Ford Motor Company has announced that the company plans to reopen certain manufacturing facilities as early as April 6, according to a report by Reuters. The announcement comes as the Dearborn-based automaker looks for an influx of cash following the financially tumultuous past couple of weeks. The plan to fire up shuttered North American plants is focused around the Blue Oval’s most profitable vehicles: The Ford truck lineup of the F-150 pickup, the commercial Transit van, and full-size SUVs.
Michigan Governor Gretchen Whitmer issued an order on Monday barring non-essential businesses from operating until April 13. Experts have warned that this timeline will likely need to be stretched further to properly suppress the spread of COVID-19. This wouldn’t bode well for Ford’s timeline of restarting production on the F-150, or anything other than medical equipment.
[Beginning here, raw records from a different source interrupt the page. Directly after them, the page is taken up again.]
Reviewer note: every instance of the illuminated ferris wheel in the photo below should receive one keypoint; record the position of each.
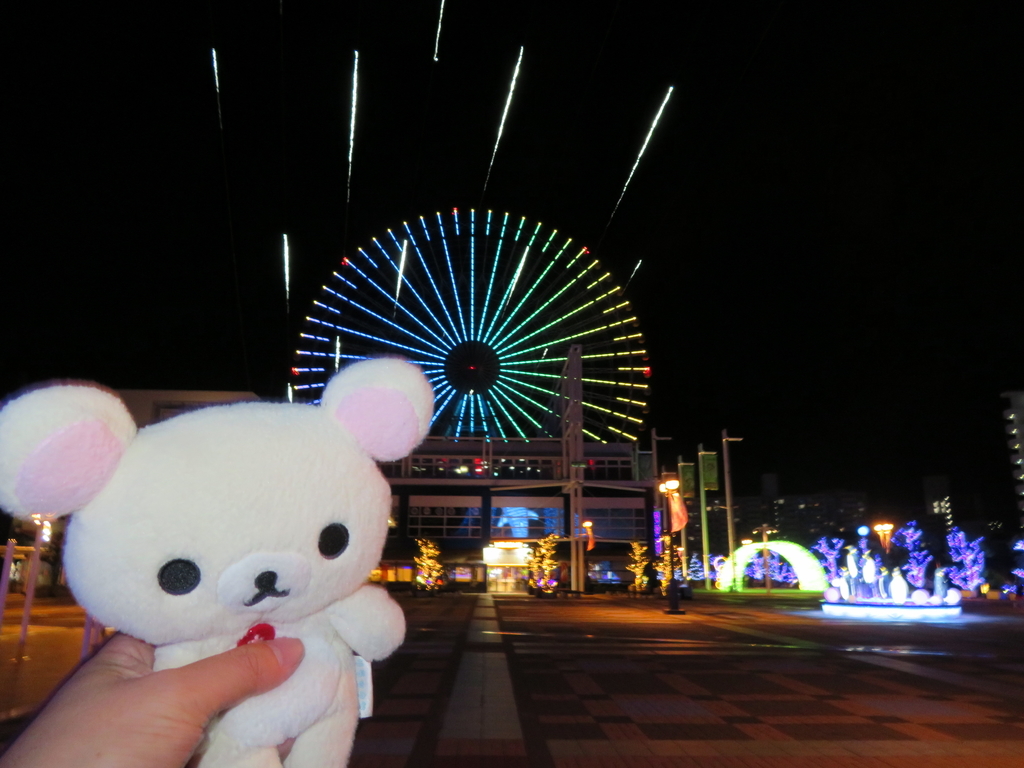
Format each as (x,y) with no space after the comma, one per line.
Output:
(487,305)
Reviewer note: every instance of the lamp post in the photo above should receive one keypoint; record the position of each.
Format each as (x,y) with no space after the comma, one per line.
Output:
(728,502)
(670,489)
(588,525)
(765,530)
(885,531)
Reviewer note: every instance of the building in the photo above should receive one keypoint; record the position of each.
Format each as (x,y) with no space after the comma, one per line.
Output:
(802,518)
(483,501)
(1015,428)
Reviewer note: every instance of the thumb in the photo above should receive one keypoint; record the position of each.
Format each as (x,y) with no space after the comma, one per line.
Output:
(213,684)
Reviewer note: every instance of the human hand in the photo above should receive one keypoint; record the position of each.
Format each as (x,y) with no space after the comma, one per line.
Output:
(117,713)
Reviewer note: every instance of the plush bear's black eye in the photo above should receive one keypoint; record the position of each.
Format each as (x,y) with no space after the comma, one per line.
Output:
(333,541)
(178,577)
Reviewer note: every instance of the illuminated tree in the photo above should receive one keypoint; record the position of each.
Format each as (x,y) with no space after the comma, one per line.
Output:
(909,539)
(542,563)
(428,568)
(664,564)
(832,552)
(971,573)
(638,564)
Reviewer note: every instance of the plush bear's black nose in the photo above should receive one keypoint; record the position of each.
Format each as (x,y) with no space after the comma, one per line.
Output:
(267,582)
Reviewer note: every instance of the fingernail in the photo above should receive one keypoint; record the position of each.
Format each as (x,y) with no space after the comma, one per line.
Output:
(289,650)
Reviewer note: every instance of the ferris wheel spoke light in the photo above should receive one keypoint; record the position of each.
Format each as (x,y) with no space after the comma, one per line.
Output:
(487,305)
(576,336)
(494,270)
(383,292)
(455,283)
(538,282)
(382,318)
(430,276)
(513,403)
(514,424)
(541,308)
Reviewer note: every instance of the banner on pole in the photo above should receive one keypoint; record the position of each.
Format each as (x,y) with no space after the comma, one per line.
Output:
(688,480)
(709,470)
(677,508)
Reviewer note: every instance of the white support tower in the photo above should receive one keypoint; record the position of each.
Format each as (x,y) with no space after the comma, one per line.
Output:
(572,459)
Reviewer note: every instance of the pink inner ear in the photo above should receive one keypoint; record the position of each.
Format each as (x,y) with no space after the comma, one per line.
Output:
(69,468)
(382,420)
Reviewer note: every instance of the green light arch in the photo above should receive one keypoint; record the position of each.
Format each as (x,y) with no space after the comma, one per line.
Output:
(809,571)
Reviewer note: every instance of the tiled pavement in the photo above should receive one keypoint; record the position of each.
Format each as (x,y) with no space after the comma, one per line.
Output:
(509,682)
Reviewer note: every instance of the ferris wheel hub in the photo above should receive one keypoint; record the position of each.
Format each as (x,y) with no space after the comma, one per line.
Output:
(472,366)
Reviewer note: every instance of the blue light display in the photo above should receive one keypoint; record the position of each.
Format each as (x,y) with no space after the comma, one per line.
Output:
(488,305)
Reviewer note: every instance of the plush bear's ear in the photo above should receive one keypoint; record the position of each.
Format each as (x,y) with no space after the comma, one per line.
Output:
(59,446)
(385,403)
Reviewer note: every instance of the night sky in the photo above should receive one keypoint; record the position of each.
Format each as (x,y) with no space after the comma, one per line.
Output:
(829,213)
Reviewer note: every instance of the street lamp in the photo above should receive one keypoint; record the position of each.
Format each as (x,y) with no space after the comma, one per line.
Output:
(765,530)
(885,531)
(728,501)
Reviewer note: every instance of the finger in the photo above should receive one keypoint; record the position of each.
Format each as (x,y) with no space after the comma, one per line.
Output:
(218,682)
(124,656)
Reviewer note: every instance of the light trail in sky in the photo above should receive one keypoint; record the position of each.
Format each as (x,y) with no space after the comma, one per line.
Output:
(437,38)
(639,262)
(522,295)
(501,125)
(216,86)
(642,150)
(288,276)
(401,271)
(351,126)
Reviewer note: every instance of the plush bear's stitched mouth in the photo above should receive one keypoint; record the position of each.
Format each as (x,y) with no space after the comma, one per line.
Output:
(265,593)
(266,583)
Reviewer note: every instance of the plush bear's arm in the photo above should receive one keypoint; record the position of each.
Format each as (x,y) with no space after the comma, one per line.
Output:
(370,622)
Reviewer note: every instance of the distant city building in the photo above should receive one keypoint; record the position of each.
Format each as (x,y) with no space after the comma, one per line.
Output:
(1015,428)
(803,518)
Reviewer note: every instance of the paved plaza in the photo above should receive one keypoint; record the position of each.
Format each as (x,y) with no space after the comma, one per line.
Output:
(513,681)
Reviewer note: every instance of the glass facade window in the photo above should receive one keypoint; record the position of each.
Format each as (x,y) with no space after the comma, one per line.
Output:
(444,522)
(608,469)
(617,524)
(448,466)
(527,468)
(526,522)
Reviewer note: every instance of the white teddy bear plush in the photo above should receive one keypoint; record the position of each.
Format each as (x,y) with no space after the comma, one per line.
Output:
(229,524)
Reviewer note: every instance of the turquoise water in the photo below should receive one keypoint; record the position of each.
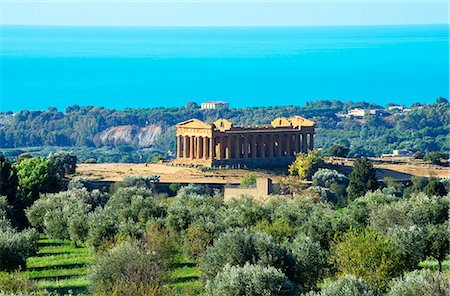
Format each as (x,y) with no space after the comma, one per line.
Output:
(150,67)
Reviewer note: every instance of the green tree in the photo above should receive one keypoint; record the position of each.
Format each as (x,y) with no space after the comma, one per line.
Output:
(36,175)
(240,246)
(250,280)
(362,178)
(347,285)
(8,179)
(62,215)
(367,254)
(435,187)
(65,162)
(435,157)
(437,242)
(423,282)
(129,270)
(248,180)
(311,258)
(305,165)
(338,150)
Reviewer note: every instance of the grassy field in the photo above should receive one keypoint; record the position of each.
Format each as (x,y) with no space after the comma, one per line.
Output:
(59,266)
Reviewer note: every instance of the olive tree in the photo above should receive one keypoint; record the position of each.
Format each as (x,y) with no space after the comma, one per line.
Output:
(250,280)
(367,254)
(423,282)
(240,246)
(311,259)
(347,285)
(62,215)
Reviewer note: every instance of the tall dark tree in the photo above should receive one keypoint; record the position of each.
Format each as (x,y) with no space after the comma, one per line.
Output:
(8,179)
(65,162)
(362,178)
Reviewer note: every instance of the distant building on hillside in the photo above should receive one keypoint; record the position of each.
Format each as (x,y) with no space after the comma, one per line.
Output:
(215,105)
(398,153)
(221,143)
(398,108)
(360,113)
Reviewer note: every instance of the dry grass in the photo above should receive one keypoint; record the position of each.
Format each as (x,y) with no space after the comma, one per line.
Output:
(167,173)
(397,168)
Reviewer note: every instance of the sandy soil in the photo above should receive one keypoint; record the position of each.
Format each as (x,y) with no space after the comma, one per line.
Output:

The announcement also stated that the reopening will not take place without proper safety precautions taking place, though Ford has stated those precautions will be detailed at a later time. In order to further stem the loss of cash, Ford’s top 300 executives will also all be taking a deferment on 20 percent to 50 percent of their salaries for five months beginning on May 1. This decision was made to avoid a situation where layoffs would need to happen, though Ford CEO Jim Hackett did say that should the outcome of the pandemic worsen it may be unavoidable.
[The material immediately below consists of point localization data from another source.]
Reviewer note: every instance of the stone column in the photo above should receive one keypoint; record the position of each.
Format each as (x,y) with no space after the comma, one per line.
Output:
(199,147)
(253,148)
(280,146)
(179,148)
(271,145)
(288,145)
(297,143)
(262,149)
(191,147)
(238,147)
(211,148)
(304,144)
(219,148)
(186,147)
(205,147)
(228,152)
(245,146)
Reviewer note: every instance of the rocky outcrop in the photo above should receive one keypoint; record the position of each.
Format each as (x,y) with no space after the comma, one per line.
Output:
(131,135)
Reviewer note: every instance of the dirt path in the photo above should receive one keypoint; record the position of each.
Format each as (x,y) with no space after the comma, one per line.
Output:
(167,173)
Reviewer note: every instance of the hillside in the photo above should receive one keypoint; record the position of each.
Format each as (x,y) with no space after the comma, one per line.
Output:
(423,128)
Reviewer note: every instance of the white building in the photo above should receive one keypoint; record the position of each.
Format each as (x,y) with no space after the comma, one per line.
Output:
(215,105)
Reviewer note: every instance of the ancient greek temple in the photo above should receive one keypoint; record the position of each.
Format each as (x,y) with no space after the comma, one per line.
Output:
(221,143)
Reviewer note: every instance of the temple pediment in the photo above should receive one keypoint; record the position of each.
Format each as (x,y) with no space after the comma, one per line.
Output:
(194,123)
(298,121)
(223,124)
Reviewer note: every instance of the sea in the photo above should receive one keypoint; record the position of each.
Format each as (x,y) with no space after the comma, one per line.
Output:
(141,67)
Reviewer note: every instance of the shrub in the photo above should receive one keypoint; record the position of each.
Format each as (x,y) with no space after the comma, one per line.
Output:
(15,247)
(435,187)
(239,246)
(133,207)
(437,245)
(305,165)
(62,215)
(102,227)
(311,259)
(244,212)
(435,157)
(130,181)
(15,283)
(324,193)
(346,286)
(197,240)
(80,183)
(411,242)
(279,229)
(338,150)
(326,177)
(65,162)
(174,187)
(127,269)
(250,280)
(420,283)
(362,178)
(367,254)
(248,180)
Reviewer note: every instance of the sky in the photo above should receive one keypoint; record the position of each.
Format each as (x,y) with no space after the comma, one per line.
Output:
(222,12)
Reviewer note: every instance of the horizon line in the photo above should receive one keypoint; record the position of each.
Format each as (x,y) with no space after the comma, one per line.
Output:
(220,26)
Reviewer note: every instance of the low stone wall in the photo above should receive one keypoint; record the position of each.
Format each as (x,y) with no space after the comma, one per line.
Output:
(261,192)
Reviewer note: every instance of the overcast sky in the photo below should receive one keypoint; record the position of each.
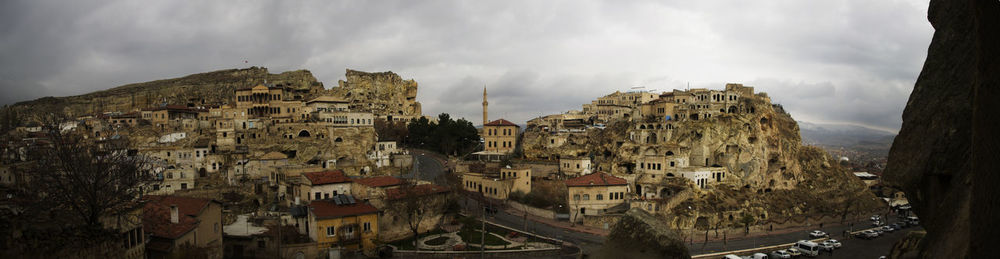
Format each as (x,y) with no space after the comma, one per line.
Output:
(849,61)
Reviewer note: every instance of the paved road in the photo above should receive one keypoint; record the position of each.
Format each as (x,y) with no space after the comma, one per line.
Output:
(428,168)
(425,167)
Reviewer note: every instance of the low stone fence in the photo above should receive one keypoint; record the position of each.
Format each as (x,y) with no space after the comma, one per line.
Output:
(606,221)
(534,211)
(521,253)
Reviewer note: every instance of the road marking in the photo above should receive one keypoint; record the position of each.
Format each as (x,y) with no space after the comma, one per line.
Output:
(766,248)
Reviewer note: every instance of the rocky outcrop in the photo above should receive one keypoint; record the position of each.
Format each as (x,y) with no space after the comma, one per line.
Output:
(211,88)
(948,139)
(382,93)
(641,235)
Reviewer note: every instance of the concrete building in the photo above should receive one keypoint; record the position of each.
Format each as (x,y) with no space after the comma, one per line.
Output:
(176,224)
(342,224)
(575,166)
(595,194)
(323,185)
(498,184)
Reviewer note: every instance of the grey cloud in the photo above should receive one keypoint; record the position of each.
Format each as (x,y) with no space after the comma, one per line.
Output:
(536,57)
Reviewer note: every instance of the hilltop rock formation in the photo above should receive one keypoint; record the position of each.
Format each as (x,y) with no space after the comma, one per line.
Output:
(204,89)
(382,93)
(948,139)
(640,235)
(770,175)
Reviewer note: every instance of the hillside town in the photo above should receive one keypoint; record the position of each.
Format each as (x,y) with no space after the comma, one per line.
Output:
(281,171)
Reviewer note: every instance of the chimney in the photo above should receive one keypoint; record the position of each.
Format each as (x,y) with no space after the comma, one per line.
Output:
(174,218)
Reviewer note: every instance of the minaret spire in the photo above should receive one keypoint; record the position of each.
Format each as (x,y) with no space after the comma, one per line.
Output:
(485,117)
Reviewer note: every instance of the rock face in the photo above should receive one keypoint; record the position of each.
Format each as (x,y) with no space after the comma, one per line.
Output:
(948,139)
(769,173)
(640,235)
(202,89)
(382,93)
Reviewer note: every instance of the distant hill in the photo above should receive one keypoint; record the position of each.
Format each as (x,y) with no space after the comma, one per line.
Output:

Reuters reports that Ford will also be deferring salary increases more broadly, as well as holding off on hiring in non-critical areas. Overtime has also been suspended for salaried employees, though there is no change to employee healthcare coverage and exposed employees will be paid for their time in self-quarantine.
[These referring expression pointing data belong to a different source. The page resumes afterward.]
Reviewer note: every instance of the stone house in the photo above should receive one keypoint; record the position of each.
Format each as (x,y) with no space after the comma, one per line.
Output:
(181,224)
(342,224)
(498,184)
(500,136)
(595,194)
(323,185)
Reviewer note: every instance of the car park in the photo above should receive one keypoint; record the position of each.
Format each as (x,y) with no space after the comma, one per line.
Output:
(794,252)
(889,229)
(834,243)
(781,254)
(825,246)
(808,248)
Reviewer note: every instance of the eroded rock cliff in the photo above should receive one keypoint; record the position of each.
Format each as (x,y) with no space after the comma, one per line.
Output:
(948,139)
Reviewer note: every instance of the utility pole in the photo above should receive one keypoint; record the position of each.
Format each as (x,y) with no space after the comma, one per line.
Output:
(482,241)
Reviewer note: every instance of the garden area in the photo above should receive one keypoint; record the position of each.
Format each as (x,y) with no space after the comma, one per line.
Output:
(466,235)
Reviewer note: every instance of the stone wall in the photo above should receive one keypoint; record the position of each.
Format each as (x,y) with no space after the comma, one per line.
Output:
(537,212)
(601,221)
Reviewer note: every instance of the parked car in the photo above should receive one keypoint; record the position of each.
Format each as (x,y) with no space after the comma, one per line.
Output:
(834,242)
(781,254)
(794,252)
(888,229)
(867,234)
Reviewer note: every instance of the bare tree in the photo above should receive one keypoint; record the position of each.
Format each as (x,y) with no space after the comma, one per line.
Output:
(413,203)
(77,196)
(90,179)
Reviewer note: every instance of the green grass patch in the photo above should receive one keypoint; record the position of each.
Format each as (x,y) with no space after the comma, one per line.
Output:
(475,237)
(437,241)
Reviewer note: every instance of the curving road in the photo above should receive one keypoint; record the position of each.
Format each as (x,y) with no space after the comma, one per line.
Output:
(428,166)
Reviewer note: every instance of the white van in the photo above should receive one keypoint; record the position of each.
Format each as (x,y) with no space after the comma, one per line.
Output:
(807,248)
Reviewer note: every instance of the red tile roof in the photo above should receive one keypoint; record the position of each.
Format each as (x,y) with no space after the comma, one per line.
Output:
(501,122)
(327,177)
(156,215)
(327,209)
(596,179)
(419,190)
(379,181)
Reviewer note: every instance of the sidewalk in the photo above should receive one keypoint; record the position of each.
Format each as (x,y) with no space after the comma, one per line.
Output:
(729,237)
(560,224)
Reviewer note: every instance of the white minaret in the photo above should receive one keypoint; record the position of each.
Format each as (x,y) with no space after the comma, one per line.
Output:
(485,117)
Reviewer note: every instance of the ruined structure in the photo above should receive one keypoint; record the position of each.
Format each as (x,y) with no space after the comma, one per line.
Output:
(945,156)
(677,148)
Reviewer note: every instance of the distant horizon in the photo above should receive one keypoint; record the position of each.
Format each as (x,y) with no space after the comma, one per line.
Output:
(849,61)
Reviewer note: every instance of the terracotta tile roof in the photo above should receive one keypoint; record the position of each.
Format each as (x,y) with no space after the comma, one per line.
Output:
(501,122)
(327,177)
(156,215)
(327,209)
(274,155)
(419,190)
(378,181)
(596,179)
After experiencing an abysmal year for profits in 2019, Ford was aiming to have a successful 2020 on the back of upcoming models like the Ford Bronco and Bronco Sport. The coronavirus pandemic has certainly disrupted every automakers profits for the first part of this year, and potentially for much longer. Moving to reopen the Ford truck facilities may prove to be ineffective if buyers are not heading back to dealerships in the near future. That said, we wouldn’t bet against the Ford truck lineup’s popularity and power as a capital generator.
The announcement also comes shortly after the UAW confirmed that two FCA employees who were exposed to the virus have died. Tensions between employees and automakers had been escalating prior to the closing of many of North America’s production facilities, and a move to reopen could have similarly volatile effects.